International Association
for Cryptologic Research

The $r$-rounds Even-Mansour block cipher uses $r$ public permutations of $\\{0, 1\\}^n$ and $r+1$ secret keys. An attack on this construction was described in \\cite{DDKS}, for $r = 2, 3$. Although this attack is only marginally better than brute force, it is based on an interesting observation (due to \\cite{NWW}): for a \"typical\" permutation $P$, the distribution of $P(x) \\oplus x$ is not uniform.

To address this, and other potential threats that might stem from this observation in this (or other) context, we introduce the notion of a ``balanced permutation\'\' for which the distribution of $P(x) \\oplus x$ is uniform, and show how to generate families of balanced permutations from the Feistel construction.

This allows us to define a $2n$-bit block cipher from the $2$-rounds Even-Mansour scheme.

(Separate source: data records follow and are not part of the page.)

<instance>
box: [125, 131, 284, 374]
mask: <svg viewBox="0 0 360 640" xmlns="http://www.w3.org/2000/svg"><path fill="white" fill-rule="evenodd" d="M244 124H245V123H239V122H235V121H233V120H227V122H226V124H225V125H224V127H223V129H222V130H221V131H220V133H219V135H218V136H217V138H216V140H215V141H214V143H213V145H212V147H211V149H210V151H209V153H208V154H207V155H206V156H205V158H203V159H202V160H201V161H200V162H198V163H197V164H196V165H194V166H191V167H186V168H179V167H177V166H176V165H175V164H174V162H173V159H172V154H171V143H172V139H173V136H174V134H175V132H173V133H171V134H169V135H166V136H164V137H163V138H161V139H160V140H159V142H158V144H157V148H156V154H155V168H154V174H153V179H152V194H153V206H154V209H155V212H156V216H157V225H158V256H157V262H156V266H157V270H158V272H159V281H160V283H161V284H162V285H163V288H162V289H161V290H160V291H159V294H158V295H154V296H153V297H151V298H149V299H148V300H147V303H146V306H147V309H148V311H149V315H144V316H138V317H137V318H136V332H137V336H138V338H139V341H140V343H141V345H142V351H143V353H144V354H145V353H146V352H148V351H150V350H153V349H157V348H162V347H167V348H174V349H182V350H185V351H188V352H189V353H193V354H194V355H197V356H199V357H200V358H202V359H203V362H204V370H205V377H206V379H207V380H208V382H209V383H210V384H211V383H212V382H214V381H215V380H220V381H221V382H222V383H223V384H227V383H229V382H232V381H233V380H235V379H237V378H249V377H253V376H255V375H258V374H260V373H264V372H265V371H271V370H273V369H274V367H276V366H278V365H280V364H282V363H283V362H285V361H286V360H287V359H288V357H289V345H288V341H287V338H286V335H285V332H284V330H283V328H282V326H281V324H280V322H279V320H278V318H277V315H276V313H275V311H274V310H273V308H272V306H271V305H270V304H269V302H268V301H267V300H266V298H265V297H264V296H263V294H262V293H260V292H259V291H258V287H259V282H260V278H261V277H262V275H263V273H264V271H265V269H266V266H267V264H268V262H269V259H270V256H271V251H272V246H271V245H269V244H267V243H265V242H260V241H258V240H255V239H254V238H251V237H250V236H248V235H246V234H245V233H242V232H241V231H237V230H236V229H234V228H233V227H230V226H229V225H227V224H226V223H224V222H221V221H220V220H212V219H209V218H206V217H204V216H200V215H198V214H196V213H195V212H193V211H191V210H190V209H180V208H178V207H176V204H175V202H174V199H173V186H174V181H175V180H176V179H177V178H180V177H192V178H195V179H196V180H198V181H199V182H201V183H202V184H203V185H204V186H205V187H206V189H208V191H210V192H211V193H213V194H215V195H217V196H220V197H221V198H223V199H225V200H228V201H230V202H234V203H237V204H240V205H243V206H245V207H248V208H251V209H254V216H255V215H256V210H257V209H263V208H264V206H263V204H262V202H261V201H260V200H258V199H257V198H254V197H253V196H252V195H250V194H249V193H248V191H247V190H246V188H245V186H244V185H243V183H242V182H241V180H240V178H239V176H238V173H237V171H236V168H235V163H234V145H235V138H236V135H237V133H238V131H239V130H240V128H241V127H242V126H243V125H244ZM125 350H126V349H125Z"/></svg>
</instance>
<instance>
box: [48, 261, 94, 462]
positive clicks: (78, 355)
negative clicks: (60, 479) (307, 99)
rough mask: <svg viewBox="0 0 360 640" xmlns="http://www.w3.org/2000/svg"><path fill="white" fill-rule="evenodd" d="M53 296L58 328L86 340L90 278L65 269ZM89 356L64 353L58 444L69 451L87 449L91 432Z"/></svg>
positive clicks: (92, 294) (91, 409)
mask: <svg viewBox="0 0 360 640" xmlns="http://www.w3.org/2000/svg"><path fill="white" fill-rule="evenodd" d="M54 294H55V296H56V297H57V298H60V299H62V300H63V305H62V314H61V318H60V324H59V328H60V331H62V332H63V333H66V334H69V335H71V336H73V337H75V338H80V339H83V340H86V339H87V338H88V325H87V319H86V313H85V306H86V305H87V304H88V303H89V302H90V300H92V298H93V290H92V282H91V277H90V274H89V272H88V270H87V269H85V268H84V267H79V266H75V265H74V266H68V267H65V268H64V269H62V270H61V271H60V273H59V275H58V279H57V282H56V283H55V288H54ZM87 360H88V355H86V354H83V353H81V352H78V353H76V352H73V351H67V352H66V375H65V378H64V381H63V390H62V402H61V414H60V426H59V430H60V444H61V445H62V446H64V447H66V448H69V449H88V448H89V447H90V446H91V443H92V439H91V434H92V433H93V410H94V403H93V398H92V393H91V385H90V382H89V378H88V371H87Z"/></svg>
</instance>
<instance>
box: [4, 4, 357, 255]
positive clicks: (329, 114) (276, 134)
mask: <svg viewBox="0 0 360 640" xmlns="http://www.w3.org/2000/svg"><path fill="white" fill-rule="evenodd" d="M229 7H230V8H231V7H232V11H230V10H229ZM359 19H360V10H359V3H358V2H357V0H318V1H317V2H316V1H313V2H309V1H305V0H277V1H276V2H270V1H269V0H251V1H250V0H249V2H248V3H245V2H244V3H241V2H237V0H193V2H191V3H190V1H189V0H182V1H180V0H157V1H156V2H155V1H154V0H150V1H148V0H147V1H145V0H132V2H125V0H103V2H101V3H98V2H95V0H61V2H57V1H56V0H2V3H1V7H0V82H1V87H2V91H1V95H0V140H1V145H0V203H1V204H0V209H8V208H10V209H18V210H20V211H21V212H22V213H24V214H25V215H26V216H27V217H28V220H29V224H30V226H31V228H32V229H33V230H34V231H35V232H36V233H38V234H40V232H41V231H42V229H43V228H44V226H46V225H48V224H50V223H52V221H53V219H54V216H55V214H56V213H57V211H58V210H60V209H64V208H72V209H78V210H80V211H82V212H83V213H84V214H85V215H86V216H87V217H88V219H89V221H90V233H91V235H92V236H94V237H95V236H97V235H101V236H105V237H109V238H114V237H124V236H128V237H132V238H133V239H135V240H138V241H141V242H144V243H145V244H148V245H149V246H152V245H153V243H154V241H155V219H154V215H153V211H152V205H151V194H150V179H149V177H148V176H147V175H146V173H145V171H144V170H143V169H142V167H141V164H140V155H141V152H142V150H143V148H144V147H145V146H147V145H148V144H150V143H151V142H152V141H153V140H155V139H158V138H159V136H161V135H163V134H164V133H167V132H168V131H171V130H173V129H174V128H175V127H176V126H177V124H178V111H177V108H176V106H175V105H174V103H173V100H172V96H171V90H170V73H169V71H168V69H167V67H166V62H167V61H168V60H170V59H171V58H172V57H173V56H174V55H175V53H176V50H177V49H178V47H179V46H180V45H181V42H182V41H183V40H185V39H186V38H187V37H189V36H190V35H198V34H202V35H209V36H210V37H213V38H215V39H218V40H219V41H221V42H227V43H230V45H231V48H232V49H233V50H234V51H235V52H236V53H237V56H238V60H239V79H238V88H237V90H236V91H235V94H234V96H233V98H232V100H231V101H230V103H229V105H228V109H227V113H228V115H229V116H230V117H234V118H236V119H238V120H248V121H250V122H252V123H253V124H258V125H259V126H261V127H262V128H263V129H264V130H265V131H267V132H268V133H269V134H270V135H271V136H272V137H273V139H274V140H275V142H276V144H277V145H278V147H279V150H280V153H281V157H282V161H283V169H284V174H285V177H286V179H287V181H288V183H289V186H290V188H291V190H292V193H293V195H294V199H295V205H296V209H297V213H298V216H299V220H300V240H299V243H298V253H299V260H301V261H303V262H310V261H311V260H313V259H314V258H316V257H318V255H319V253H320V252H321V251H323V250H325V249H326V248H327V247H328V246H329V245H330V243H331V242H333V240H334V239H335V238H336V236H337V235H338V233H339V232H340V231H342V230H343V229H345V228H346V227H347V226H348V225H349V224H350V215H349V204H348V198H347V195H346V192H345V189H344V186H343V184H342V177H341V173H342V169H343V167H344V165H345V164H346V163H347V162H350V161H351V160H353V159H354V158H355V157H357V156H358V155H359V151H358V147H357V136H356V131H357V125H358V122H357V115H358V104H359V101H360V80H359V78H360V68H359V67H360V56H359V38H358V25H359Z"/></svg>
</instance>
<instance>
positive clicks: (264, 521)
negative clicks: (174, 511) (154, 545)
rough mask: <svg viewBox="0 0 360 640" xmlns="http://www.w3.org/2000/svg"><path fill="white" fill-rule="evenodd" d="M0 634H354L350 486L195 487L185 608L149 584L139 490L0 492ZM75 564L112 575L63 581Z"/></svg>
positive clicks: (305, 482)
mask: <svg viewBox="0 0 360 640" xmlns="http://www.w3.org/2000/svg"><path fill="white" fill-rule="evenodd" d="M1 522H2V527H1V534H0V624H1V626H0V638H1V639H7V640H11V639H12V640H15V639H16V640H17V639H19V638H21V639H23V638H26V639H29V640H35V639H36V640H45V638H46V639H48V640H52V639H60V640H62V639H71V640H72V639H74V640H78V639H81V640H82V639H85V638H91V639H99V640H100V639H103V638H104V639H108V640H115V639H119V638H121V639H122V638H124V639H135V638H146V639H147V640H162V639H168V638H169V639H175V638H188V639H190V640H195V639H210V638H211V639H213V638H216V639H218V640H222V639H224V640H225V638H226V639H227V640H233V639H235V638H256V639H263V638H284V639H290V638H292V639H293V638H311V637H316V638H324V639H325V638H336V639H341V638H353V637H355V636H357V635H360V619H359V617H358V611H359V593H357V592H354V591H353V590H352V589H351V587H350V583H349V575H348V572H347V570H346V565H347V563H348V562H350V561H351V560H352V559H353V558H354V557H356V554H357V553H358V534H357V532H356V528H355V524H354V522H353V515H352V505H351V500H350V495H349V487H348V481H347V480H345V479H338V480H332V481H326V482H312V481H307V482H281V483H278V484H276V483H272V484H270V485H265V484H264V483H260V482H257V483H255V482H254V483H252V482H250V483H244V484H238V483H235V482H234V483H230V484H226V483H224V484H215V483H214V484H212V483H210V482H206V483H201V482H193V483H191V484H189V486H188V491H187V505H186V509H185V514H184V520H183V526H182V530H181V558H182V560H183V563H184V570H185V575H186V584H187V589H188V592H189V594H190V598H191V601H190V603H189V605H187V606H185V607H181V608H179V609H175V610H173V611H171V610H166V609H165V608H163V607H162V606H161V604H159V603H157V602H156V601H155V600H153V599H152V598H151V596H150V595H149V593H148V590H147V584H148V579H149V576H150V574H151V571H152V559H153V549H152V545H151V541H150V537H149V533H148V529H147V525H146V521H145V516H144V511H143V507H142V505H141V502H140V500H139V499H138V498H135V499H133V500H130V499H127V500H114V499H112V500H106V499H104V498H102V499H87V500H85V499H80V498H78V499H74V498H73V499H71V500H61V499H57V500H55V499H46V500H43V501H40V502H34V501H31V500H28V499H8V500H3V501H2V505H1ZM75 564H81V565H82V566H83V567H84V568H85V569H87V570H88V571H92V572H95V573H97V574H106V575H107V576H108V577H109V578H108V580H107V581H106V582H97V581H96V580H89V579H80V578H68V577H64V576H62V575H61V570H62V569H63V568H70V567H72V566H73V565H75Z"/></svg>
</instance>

The cipher uses public balanced permutations of $\\{0, 1\\}^{2n}$, which are based on two public permutations of $\\{0, 1\\}^{n}$.

By construction, this cipher is immune against attacks that rely on the non-uniform behavior of $P(x) \\oplus x$. We prove that this cipher is indistinguishable from a random permutation of $\\{0, 1\\}^{2n}$,

for any adversary who has oracle access to the public permutations and to an encryption/decryption oracle, as long as the number of queries is $o (2^{n/2})$. As a practical example, we discuss the properties and the performance of a $256$-bit block cipher that is based on AES.